Московское царство и Запад. Исторические очерки - Сергей Каштанов
Шрифт:
Интервал:
Докладчик считает необоснованной тенденцию усматривать за политическими конфликтами, борьбой «партий» и волнениями, направленными против органов фиска, стремление «обездоленных, а точнее – цехов» свести счеты с богатыми и могущественными. Шевалье полагает, что было бы искажением исторической перспективы преуменьшать в этих движениях аспект политической смуты и сводить дело к борьбе бедного ремесленного люда против богачей («gros»), будь то купцы или другие «хозяева
жизни», и объединять последних с королем и его налоговыми сборщиками в нечто вроде «классового фронта» (une sorte de front de classe).

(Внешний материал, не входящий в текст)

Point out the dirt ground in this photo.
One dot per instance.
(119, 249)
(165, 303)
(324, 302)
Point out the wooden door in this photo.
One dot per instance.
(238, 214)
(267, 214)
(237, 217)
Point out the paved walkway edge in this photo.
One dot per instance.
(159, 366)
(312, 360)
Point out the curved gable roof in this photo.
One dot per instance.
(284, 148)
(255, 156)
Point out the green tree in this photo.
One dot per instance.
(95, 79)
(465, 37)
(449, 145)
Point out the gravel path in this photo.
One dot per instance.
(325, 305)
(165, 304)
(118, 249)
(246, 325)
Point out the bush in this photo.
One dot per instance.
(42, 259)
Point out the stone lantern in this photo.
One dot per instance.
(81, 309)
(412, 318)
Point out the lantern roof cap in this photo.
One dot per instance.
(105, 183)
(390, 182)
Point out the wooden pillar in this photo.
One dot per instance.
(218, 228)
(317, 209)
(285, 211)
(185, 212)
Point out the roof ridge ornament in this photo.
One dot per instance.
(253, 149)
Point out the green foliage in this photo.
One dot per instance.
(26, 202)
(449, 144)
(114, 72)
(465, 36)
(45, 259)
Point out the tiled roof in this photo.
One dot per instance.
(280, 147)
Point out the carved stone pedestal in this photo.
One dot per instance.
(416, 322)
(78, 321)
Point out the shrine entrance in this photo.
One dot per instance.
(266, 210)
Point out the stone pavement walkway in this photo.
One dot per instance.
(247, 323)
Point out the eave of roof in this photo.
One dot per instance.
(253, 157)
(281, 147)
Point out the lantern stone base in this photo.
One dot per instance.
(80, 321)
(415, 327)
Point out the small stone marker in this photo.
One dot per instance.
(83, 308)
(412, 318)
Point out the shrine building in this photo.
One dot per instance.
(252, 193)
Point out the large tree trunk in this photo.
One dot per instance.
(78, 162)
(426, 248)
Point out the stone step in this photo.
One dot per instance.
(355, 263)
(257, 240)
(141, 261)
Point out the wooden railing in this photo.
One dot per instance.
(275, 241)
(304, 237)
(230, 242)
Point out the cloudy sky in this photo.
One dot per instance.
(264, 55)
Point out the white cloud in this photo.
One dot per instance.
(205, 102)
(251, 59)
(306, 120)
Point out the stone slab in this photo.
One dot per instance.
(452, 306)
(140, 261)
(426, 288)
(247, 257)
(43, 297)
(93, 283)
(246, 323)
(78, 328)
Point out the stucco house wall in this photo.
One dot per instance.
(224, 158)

Докладчик отмечает, впрочем, что к такому пониманию событий предрасполагают источники, авторами которых были хронисты и другие «люди пера», интеллектуалы своего времени (например, советник Карла V и воспитатель Карла VI Филипп де Мезьер). Из сочувствия к бедному народу они видели в его участии в городских движениях борьбу против богатых. Однако подобная интерпретация восстаний была свойственна, по мнению Шевалье, именно интеллектуалам, а не самому народу, который по окончании восстания и восстановлении порядка был склонен скорее упрекать богатых горожан в том, что они, использовав его в своих целях, не выступили в качестве посредников между ним и королевской властью. Точку зрения автора доклада можно сформулировать так: неверно приписывать народу «революционные иллюзии», это миф, отражающий «революционные галлюцинации» (fantasmes revolutionnaires) интеллектуалов.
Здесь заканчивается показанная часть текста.